Posted by Louise Irving at 4:23 AM
Hi everyone! Perhaps you've all forgotten about this little project but I finally have the time and clarity to write about it!
It was a difficult collaboration from the beginning. 7 artists coming together from different backgrounds under the umbrella of the codex event to respond to the theme of resistance was a recipe for tension and rightly so. The process of collaboration that is invoked by codex events is peculiar in that there are no preconceived notions and no set 'design' for the work to be produced. The work is coaxed and conjured into being through the process of practical work, discussion and decision making by the group as a whole over the course of only a week or two.
It was clear from the beginning of this project that there were divisions in the way members of the group worked and wished to envisage and author the project. It was an embodiment of the example that Sara brought to the intial discussions: the case of the two embryos, originally twins, one of which is absorbed by the dominant one in the womb, interestly the submissed twin manifests itself in characteristics like an eye of a different colour, think David Bowie, revealing itself embodied literally within another. This is one way to illustrate how the group dynamics played out and guided the way the work developed.
After an intense week of working together (and against each other) we ended up with a series of pulp-printed pages which had been printed with imagery on both sides by working with them on the felts and then on the wall (see top image). The process of removing the jaggedly conjoined pages from the wall caused some fragmentation and added to the decision to break up the work into pieces to be bound individually using uniform materials but in whichever way each artist should choose. We each went home with a segment of the work with the aim of making 2 books each, a set of twins if you like.

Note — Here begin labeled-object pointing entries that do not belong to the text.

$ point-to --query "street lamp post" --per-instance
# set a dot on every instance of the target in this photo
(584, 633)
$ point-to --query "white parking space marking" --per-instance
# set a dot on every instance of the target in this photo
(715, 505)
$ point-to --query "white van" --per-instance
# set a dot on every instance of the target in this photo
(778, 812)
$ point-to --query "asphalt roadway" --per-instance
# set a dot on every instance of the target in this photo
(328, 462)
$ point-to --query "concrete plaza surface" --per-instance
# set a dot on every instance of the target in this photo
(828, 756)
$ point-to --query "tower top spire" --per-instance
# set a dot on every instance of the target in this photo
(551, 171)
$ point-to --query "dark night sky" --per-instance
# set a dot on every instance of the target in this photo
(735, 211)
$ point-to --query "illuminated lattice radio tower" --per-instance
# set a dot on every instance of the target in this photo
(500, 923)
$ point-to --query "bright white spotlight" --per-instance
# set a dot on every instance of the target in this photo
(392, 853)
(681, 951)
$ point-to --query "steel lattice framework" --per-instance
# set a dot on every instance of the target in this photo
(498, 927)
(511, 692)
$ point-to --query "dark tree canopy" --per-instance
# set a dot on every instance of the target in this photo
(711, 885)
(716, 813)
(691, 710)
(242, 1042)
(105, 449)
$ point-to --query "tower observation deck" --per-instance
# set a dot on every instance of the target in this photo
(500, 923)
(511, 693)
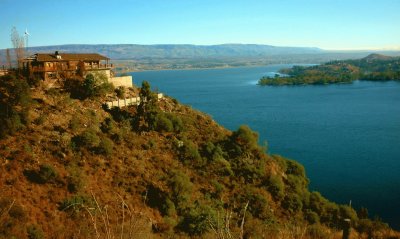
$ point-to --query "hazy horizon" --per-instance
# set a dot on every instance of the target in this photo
(329, 25)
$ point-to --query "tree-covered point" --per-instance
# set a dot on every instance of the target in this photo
(373, 67)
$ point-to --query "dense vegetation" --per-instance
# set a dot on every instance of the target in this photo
(373, 67)
(159, 170)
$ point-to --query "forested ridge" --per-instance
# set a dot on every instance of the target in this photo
(374, 67)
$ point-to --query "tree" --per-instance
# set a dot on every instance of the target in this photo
(18, 44)
(8, 56)
(147, 110)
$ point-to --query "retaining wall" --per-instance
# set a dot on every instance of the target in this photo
(121, 81)
(128, 101)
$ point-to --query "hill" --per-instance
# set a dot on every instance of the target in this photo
(135, 57)
(135, 51)
(374, 67)
(72, 168)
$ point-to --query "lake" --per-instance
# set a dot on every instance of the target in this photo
(347, 135)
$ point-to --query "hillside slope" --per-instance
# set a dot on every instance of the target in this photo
(71, 168)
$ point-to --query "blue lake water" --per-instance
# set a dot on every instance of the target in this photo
(347, 136)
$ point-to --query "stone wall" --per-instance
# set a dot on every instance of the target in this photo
(121, 81)
(128, 101)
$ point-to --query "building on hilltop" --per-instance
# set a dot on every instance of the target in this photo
(65, 65)
(47, 66)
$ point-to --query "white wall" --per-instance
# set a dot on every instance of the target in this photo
(121, 81)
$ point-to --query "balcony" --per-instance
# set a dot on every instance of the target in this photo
(71, 68)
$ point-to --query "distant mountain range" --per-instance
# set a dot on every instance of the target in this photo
(134, 57)
(134, 51)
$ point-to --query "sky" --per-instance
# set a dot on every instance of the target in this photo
(327, 24)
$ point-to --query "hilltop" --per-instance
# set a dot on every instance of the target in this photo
(72, 168)
(135, 57)
(374, 67)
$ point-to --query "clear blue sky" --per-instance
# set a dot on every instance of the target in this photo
(328, 24)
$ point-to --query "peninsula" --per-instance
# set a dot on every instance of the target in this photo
(374, 67)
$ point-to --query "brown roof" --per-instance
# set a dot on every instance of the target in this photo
(70, 57)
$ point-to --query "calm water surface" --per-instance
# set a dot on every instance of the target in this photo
(347, 136)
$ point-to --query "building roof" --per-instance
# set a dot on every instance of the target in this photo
(69, 57)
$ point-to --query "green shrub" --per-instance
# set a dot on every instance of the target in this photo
(120, 91)
(311, 217)
(189, 152)
(168, 208)
(196, 220)
(47, 173)
(75, 123)
(106, 146)
(163, 124)
(87, 139)
(76, 204)
(35, 232)
(295, 168)
(75, 180)
(244, 139)
(181, 188)
(276, 187)
(107, 126)
(292, 203)
(317, 231)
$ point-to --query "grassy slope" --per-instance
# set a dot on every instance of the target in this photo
(148, 186)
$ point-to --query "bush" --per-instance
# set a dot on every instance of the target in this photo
(15, 102)
(105, 147)
(292, 203)
(47, 173)
(163, 124)
(76, 204)
(295, 168)
(317, 231)
(276, 187)
(35, 232)
(189, 152)
(244, 139)
(87, 139)
(181, 188)
(196, 220)
(120, 91)
(311, 217)
(76, 180)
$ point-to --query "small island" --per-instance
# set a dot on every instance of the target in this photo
(374, 67)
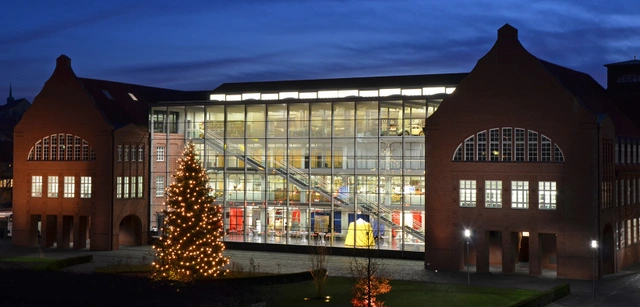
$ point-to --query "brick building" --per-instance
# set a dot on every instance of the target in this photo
(536, 160)
(81, 167)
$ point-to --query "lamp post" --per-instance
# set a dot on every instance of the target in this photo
(467, 235)
(594, 247)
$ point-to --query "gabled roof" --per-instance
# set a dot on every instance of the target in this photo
(118, 100)
(592, 96)
(343, 83)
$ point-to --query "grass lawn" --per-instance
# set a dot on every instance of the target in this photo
(26, 262)
(403, 293)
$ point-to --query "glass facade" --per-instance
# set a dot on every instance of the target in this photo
(306, 172)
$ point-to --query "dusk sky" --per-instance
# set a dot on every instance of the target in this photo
(197, 45)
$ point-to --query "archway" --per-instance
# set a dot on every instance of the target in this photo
(130, 231)
(608, 250)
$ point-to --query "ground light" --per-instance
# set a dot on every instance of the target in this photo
(467, 235)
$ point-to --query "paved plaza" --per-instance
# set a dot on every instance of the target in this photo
(621, 289)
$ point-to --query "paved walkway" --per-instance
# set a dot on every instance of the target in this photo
(622, 289)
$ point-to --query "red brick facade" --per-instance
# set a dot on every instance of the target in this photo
(91, 213)
(511, 88)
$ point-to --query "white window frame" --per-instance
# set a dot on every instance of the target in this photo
(140, 187)
(85, 186)
(159, 186)
(69, 186)
(134, 185)
(493, 193)
(160, 153)
(125, 186)
(52, 186)
(468, 193)
(36, 186)
(519, 194)
(118, 187)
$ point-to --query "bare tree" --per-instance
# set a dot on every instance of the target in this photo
(370, 281)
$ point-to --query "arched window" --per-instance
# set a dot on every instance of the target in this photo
(61, 147)
(508, 144)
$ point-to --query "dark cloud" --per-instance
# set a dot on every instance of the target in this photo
(42, 31)
(205, 43)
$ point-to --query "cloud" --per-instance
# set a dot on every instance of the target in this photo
(48, 30)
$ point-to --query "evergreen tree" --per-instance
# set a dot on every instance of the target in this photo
(191, 245)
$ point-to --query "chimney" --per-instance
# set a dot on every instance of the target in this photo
(63, 61)
(508, 33)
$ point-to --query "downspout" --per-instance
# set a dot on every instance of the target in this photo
(600, 118)
(112, 200)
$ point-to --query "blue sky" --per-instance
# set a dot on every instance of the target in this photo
(197, 45)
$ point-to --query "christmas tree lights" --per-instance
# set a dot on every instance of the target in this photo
(191, 245)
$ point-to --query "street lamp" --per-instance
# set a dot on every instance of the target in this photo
(467, 235)
(594, 247)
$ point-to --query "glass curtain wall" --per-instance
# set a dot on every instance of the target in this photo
(339, 173)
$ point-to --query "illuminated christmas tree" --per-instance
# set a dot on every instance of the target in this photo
(191, 245)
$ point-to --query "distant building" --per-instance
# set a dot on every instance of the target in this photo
(537, 161)
(81, 168)
(10, 114)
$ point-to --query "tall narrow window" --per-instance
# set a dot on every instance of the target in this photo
(621, 234)
(38, 151)
(547, 192)
(635, 230)
(559, 156)
(140, 187)
(520, 194)
(482, 146)
(133, 186)
(506, 144)
(69, 147)
(69, 187)
(85, 187)
(493, 194)
(118, 187)
(125, 186)
(494, 145)
(52, 186)
(160, 153)
(468, 149)
(467, 193)
(85, 150)
(36, 186)
(629, 235)
(545, 150)
(45, 147)
(61, 147)
(533, 146)
(54, 147)
(519, 144)
(457, 156)
(159, 186)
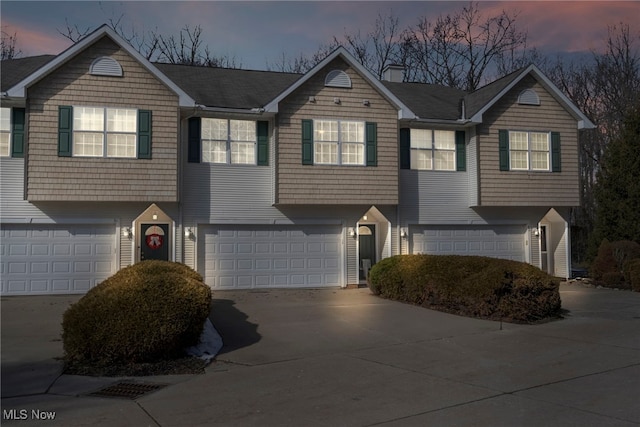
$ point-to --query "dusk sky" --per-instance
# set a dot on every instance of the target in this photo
(257, 33)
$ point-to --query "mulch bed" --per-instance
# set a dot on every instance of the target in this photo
(182, 366)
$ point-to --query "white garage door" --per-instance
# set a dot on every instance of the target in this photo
(53, 259)
(500, 241)
(245, 257)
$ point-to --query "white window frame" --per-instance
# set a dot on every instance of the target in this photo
(529, 151)
(343, 143)
(232, 152)
(427, 150)
(106, 135)
(5, 131)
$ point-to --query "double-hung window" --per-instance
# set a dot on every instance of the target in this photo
(104, 132)
(229, 141)
(5, 132)
(433, 149)
(338, 142)
(529, 150)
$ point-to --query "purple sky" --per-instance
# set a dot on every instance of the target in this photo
(256, 33)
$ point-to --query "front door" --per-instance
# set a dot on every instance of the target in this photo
(367, 244)
(154, 241)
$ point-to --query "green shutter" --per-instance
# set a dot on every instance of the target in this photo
(461, 151)
(194, 140)
(263, 143)
(555, 152)
(503, 146)
(65, 130)
(17, 133)
(371, 138)
(144, 134)
(405, 148)
(307, 142)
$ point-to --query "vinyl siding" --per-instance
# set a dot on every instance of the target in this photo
(53, 178)
(321, 184)
(14, 209)
(524, 188)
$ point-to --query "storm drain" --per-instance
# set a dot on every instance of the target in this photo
(127, 390)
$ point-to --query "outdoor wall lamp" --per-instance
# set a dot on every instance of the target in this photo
(127, 233)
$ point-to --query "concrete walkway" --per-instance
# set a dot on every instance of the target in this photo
(346, 358)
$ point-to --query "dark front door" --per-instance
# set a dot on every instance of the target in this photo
(154, 241)
(367, 243)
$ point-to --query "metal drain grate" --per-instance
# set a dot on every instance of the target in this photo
(127, 390)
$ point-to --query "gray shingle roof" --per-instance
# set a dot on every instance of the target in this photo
(429, 101)
(12, 71)
(480, 97)
(228, 88)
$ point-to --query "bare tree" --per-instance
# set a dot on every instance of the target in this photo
(379, 47)
(8, 46)
(459, 49)
(186, 48)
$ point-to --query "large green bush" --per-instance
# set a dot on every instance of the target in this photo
(472, 286)
(608, 268)
(147, 312)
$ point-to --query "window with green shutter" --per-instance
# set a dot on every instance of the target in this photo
(529, 150)
(339, 142)
(85, 131)
(144, 134)
(263, 143)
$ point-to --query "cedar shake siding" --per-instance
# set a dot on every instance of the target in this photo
(298, 183)
(51, 177)
(528, 188)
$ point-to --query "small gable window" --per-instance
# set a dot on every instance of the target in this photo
(337, 78)
(105, 66)
(528, 97)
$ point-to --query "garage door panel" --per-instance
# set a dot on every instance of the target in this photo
(39, 259)
(243, 257)
(500, 241)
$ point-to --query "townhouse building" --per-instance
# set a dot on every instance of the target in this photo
(263, 179)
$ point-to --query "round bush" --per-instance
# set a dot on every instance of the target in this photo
(468, 285)
(147, 312)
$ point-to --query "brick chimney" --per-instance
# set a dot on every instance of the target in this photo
(393, 73)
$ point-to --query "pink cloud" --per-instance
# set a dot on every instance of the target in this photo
(32, 42)
(568, 26)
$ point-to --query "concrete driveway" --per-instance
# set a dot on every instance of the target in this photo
(346, 358)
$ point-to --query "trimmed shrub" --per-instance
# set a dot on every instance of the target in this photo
(147, 312)
(608, 268)
(468, 285)
(632, 274)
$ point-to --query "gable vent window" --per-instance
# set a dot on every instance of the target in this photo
(337, 78)
(105, 66)
(528, 97)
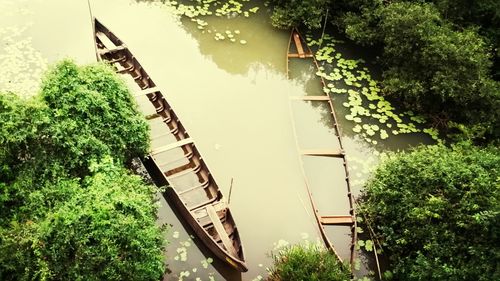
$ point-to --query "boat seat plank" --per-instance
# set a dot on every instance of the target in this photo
(298, 44)
(147, 91)
(108, 44)
(311, 98)
(182, 170)
(226, 241)
(337, 220)
(203, 185)
(323, 152)
(172, 146)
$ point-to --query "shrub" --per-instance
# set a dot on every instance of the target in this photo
(287, 14)
(307, 262)
(437, 210)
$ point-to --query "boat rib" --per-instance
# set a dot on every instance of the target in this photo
(193, 190)
(298, 49)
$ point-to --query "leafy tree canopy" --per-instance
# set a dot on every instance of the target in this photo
(290, 13)
(307, 262)
(437, 211)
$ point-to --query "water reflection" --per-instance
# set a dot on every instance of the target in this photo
(233, 99)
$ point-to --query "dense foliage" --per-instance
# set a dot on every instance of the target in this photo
(307, 262)
(290, 13)
(437, 211)
(70, 211)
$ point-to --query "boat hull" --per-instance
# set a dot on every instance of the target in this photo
(218, 232)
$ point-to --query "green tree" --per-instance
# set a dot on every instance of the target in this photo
(429, 66)
(307, 262)
(105, 231)
(69, 209)
(437, 211)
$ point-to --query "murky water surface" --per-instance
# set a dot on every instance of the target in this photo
(233, 98)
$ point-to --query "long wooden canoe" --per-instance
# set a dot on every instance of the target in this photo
(298, 49)
(193, 190)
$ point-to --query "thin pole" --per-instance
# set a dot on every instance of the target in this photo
(92, 22)
(324, 27)
(230, 190)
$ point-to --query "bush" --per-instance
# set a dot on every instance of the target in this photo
(307, 262)
(287, 14)
(437, 211)
(429, 66)
(69, 209)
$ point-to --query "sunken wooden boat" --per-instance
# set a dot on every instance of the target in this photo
(177, 162)
(298, 49)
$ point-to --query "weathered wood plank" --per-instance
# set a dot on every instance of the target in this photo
(108, 44)
(298, 44)
(323, 152)
(147, 91)
(307, 55)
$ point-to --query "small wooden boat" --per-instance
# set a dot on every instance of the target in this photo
(298, 49)
(192, 190)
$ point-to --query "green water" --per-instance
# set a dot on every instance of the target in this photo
(233, 99)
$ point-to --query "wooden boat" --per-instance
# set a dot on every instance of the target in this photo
(193, 190)
(298, 49)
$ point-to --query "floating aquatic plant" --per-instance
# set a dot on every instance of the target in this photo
(364, 100)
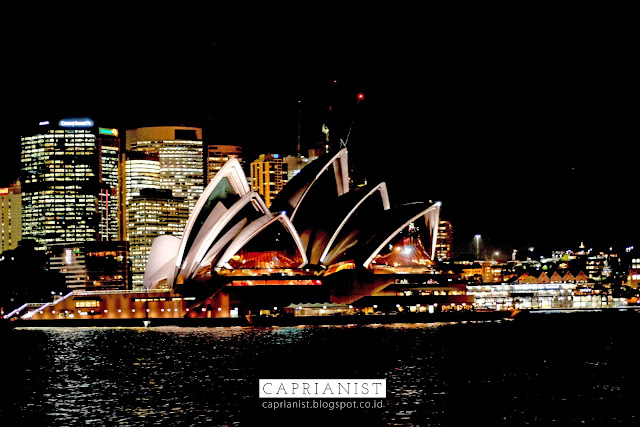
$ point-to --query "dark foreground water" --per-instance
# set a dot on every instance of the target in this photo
(556, 369)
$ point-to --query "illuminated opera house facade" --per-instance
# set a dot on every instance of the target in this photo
(320, 248)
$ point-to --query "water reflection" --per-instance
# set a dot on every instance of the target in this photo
(437, 373)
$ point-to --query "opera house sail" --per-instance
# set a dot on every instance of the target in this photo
(315, 228)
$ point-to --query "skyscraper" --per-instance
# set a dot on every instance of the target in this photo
(444, 245)
(70, 182)
(164, 179)
(10, 217)
(268, 176)
(150, 214)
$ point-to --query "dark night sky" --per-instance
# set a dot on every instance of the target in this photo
(525, 133)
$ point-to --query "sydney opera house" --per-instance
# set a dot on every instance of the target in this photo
(318, 242)
(320, 248)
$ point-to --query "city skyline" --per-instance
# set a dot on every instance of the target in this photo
(505, 139)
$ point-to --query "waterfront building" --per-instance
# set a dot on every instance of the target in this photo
(106, 304)
(102, 265)
(256, 257)
(70, 182)
(10, 216)
(268, 176)
(444, 247)
(218, 155)
(167, 159)
(152, 213)
(295, 165)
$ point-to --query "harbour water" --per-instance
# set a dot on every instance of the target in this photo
(544, 369)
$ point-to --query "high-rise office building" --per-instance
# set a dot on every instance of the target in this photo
(92, 265)
(150, 214)
(268, 176)
(164, 179)
(180, 154)
(10, 217)
(70, 182)
(444, 245)
(295, 165)
(218, 155)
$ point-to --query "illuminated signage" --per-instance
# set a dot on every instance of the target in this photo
(105, 131)
(76, 123)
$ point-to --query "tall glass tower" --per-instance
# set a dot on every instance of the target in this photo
(70, 182)
(164, 179)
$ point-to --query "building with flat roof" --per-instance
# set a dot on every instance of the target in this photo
(10, 217)
(218, 155)
(268, 176)
(70, 182)
(102, 265)
(180, 155)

After the intensity of the event it was almost a relief to leave the group behind and have the freedom to make individual decisions.
That said there was another avenue of bookmaking calling out to be pursued. Alongside the main wall works, a group of us had been keen to make this red work, for no good reason except just because, and because we had no great plan for it and weren't precious about it it had turned out very well. Tim and I were in the studio a week after the main event was over and decided to take this 'red' work and momogami it, scrumple it up and make it soft like cloth. It was very enjoyable crumpling up this beautiful paper and feeling it give with the effort of our hands. We made a dodgy film of the process, recording the metamorphosis of the paper from hard to soft, rigid, tense, set to pliable, supple, flexible. It was an interesting stress relief or release valve for the tension accumulated by the project to be breaking it down in this way. And the best bit was that once folded together the red pages became this really interesting soft book.
So that is pretty much where we left of. Each of us has made their set of books by now and a smaller group of us has had some input into the resolution of the soft books but where do we go from here?
I really like the image Tim posted of the collection of finished books. I am interested to see the books in person as a set and to make cases for them.
I would also like to particpate in organising an exhibition of the results, soft and hard.
Any suggestions re spaces, etc?
What do you guys think about resolving the project?